Pour l’économiste italo-américaine Mariana Mazzucato, auteure de sept livres qui lui ont valu plusieurs récompenses, dont le prix Leontief 2018, qui fait office de « prix Nobel » d’économie sociale et environnementale, la réponse ne fait aucun doute : il faut « plus d’État », c’est-à-dire une emprise plus forte de ce dernier sur l’économie — à l’image de ce qu’ont fait spontanément la quasi-totalité des gouvernements, quelle que soit leur couleur, pour s’attaquer à la pandémie.

Mariana Mazzucato, que le quotidien Financial Times présente comme une « superstar de l’économie » en raison de son influence sur la pensée économique actuelle, et le magazine Wired, comme « l’un des 25 penseurs les plus importants » de notre époque, est sollicitée par des sommités telles que le milliardaire Bill Gates, le pape François et la représentante démocrate au Congrès américain Alexandria Ocasio-Cortez. Ces décideurs savent qu’elle a pour ambition de changer le monde — rien de moins —, et que ses idées novatrices peuvent y contribuer.

Son livre L’État entrepreneur (Fayard, 2020) a fait l’objet de 17 traductions. À coups d’études et de cas réels, Mariana Mazzucato démolit la croyance populaire selon laquelle le secteur privé est « productif » alors que le secteur public est « dépensier » et « improductif ». Et elle montre que l’État doit redevenir « le moteur principal de la croissance » en s’attaquant lui-même aux grands défis actuels que sont « la santé, les changements climatiques et la révolution numérique ». 

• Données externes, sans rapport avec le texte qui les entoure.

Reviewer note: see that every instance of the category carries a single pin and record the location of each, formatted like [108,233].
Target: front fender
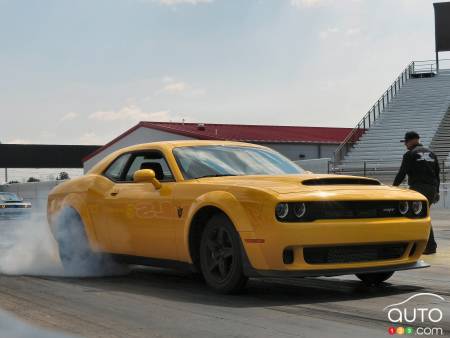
[77,202]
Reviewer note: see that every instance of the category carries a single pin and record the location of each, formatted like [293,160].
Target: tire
[75,252]
[221,256]
[375,278]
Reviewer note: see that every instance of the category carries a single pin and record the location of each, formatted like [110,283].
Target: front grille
[353,253]
[350,210]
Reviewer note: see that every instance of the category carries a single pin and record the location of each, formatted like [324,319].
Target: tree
[62,176]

L’économiste, qui enseigne au University College de Londres, brandit fièrement l’étendard de l’espoir : il n’est pas trop tard pour rendre nos systèmes économiques prospères et durables, nous pouvons encore corriger le tir collectivement. 

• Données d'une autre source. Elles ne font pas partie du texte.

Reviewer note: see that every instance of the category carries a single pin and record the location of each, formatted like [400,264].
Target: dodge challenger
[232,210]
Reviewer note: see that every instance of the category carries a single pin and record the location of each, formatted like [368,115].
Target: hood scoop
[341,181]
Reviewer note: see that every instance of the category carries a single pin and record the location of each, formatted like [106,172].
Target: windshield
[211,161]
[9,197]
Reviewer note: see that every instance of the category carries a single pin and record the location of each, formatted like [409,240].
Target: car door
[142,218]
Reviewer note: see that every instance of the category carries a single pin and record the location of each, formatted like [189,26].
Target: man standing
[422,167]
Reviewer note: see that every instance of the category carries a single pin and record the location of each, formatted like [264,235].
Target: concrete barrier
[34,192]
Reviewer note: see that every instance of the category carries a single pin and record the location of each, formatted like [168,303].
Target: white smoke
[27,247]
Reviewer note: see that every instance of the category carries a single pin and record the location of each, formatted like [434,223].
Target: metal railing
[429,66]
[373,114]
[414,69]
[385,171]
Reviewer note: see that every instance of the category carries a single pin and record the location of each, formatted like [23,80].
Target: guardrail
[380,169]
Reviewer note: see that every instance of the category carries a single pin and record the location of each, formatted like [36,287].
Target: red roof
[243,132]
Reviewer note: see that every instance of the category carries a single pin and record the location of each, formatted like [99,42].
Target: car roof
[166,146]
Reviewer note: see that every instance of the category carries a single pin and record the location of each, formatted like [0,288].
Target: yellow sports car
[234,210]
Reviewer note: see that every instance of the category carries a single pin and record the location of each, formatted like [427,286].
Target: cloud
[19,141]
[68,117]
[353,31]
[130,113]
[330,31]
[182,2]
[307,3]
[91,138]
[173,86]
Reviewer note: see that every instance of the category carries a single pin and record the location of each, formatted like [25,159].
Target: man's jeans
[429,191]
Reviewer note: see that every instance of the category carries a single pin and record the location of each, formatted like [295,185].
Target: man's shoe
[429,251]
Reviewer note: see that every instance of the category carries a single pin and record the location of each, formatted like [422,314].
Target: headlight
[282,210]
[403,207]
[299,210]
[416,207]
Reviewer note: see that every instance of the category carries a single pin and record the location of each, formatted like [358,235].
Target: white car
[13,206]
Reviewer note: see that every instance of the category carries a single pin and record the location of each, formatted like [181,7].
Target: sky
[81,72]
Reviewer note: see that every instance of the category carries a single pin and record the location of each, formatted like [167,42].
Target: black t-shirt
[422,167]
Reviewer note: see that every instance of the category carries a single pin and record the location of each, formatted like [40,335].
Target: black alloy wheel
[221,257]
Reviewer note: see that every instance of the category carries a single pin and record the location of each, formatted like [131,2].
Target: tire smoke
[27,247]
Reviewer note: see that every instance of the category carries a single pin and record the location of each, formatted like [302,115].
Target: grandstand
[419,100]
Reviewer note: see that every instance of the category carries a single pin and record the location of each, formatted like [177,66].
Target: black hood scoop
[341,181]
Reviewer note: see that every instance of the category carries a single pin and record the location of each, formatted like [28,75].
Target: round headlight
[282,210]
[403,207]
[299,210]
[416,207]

Il faut donc, dit-elle, que le gouvernement « se dote d’une vision, d’une mission et, plus que tout, inspire confiance dans le rôle de l’État dans l’économie ». 

Spécialisée dans l’économie de l’innovation technologique, Mariana Mazzucato le dit tout de go : « Sans les investissements publics massifs de l’État américain durant ces dernières décennies, nous ne connaîtrions sûrement pas Internet et nous ne serions pas aujourd’hui en pleine révolution numérique. » En s’appuyant sur des faits et des chiffres qu’elle a mis une dizaine d’années à rassembler, elle décrit les débuts des géants américains que sont Google, Apple ou Tesla : 

  • L’algorithme du moteur de recherche de Google a été financé par une bourse de la National Science Foundation, l’agence fédérale vouée à l’avancement scientifique des États-Unis. 
  • L’assistant personnel virtuel Siri, d’Apple, est l’aboutissement d’un projet mené par le Stanford Research Institute pour le compte de la Defense Advanced Research Projects Agency (DARPA), l’agence américaine chargée des innovations technologiques à la Défense. 
  • Le constructeur d’automobiles électriques Tesla ne parvenait pas à intéresser les investisseurs privés jusqu’à ce que le ministère américain de l’Énergie lui accorde un prêt de 465 millions de dollars américains. D’ailleurs, les trois principales entreprises d’Elon Musk — Tesla, SolarCity et SpaceX — ont reçu au total 4,9 milliards de dollars américains d’argent public, d’après les estimations de l’économiste.

Mariana Mazzucato en tire la conclusion qu’il nous faut « réenchanter » l’État sans tarder. C’est-à-dire lui confier la mission de lancer une croissance économique « intelligente, inclusive et durable ». Intelligente afin qu’elle favorise l’innovation (technologique, sociale, culturelle, etc.) ; inclusive afin qu’elle réduise les inégalités ; et durable afin qu’elle soit respectueuse de l’environnement et des générations futures. 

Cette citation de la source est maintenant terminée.